Teens Trying Their Wings

Transitioning teens through detachment

By Angela Switzer

Transitioning teensDo you find yourself enmeshed in your teenager’s life?  Are you worrying constantly about her relationships and her Facebook page?  Not surprisingly, some parents may not realize the extent of their emotional attachment to their teen’s world.

During your child’s early years, you were probably exposed to the philosophy of Attachment Parenting, the importance of being available for your child, so she felt loved and was able to develop healthy trusting relationships.   Having grown up now, your teen still needs you and the relationship you’ve fostered, but what does it mean to detach, and why is this a healthy stage of development for both you and your teen?

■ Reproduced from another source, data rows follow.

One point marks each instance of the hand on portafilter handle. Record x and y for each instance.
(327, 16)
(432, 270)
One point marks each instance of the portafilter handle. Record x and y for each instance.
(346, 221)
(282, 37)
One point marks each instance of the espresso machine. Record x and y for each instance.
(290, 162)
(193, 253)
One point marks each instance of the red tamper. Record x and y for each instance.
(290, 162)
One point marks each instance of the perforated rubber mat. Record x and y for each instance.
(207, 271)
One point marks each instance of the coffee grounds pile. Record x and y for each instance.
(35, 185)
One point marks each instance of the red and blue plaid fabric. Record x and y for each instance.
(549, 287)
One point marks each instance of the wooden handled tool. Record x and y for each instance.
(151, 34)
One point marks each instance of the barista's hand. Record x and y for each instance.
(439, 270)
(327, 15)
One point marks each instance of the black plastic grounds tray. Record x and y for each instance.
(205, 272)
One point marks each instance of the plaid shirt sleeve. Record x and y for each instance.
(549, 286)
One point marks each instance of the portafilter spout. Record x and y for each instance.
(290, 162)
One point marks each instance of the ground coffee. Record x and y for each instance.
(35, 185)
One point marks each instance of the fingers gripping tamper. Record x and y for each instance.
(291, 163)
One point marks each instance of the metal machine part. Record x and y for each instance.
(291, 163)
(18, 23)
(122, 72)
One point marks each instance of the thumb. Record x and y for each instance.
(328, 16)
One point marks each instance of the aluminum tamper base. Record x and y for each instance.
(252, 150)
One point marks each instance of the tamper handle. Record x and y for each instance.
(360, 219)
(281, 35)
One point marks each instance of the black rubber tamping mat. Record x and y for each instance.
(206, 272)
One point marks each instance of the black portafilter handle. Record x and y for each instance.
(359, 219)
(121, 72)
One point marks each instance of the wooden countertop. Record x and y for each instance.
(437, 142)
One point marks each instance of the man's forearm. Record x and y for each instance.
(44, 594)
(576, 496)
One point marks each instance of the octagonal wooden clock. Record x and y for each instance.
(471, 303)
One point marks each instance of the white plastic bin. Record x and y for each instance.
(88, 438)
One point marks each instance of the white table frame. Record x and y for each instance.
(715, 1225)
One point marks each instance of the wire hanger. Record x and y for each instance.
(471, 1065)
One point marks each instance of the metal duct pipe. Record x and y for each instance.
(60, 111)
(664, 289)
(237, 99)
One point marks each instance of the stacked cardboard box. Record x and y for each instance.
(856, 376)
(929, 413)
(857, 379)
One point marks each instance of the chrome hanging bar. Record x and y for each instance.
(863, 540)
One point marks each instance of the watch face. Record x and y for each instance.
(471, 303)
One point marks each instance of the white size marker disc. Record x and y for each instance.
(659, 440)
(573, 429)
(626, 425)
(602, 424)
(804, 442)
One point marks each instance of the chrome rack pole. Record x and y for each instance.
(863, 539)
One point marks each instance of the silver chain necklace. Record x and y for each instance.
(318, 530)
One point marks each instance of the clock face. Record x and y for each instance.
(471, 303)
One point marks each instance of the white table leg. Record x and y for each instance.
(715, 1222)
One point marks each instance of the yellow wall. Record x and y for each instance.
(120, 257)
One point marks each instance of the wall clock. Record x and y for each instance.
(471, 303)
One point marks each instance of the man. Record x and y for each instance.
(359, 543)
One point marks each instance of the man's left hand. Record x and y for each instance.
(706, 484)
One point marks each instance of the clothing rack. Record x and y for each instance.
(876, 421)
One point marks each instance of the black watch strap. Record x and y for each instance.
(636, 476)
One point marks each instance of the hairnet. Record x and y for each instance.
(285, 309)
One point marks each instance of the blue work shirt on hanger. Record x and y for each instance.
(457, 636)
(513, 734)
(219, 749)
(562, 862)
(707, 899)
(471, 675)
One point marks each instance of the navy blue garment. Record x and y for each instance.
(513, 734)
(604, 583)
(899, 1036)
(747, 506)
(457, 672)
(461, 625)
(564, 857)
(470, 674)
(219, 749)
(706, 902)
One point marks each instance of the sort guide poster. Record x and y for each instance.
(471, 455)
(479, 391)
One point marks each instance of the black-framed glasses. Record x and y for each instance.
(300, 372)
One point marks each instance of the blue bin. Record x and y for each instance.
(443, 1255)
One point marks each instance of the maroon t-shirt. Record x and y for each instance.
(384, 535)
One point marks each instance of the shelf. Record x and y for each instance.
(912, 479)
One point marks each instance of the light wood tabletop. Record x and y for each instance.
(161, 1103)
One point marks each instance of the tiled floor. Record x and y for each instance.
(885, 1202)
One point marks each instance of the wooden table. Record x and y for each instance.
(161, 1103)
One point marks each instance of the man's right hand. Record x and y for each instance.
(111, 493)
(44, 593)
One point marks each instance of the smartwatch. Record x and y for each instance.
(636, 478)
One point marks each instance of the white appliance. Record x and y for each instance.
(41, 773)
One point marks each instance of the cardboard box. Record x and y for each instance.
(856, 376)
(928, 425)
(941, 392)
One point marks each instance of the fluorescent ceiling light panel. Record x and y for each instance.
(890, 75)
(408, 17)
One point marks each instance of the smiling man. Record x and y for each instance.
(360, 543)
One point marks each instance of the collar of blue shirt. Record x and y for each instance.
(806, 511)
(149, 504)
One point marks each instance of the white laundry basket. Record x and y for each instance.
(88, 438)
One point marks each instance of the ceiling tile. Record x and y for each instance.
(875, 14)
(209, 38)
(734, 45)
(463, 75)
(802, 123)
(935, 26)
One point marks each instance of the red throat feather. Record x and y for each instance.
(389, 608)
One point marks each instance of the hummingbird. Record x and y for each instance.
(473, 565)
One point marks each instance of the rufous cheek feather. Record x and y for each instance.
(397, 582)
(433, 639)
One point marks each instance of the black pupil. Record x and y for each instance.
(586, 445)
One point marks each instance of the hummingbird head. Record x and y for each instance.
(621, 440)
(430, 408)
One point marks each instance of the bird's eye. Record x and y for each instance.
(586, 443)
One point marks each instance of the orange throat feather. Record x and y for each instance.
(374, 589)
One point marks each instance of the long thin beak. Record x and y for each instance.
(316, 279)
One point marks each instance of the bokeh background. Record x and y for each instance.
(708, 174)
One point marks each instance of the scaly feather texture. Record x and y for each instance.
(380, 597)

Detachment, or “letting go” is a gradual process and one that requires effort and intention by the parent in a variety of ways.  Your teen is becoming independent.  Hopefully, she has her own opinions, which may not match your own.  She is no longer an extension of you and your family, but a unique human, with different priorities and goals.  Some parents have a hard time understanding their teen, if her ideas do not align with their own.  Rather than try to change your teen, try acceptance and detachment.

Trust plays a big role on the road to detachment. Think of detachment as a way to relax and trust that your child has “got this”.  Do not be afraid of failure on the part of your child.  It is better for your teen to make mistakes and realize consequences while she is still living at home, rather than face them for the first time later on her own.

In reality, parents who worry constantly about their teen children are doing everyone a disservice.  They are often not sleeping, feeling ashamed of the choices their child is making, and showing that they do not respect their teen’s growing independence.  This worry and nagging adds to the stress level in the home and does not bolster a sense of confidence in the teen.

Detachment does not mean ceasing to engage with your teen.  You are there should she need your help, but you are not there when she can handle things.   Giving your teen the opportunity to make difficult decisions is a gift.  Stepping back and watching from afar may be outside your comfort zone, but you will get used to your new role.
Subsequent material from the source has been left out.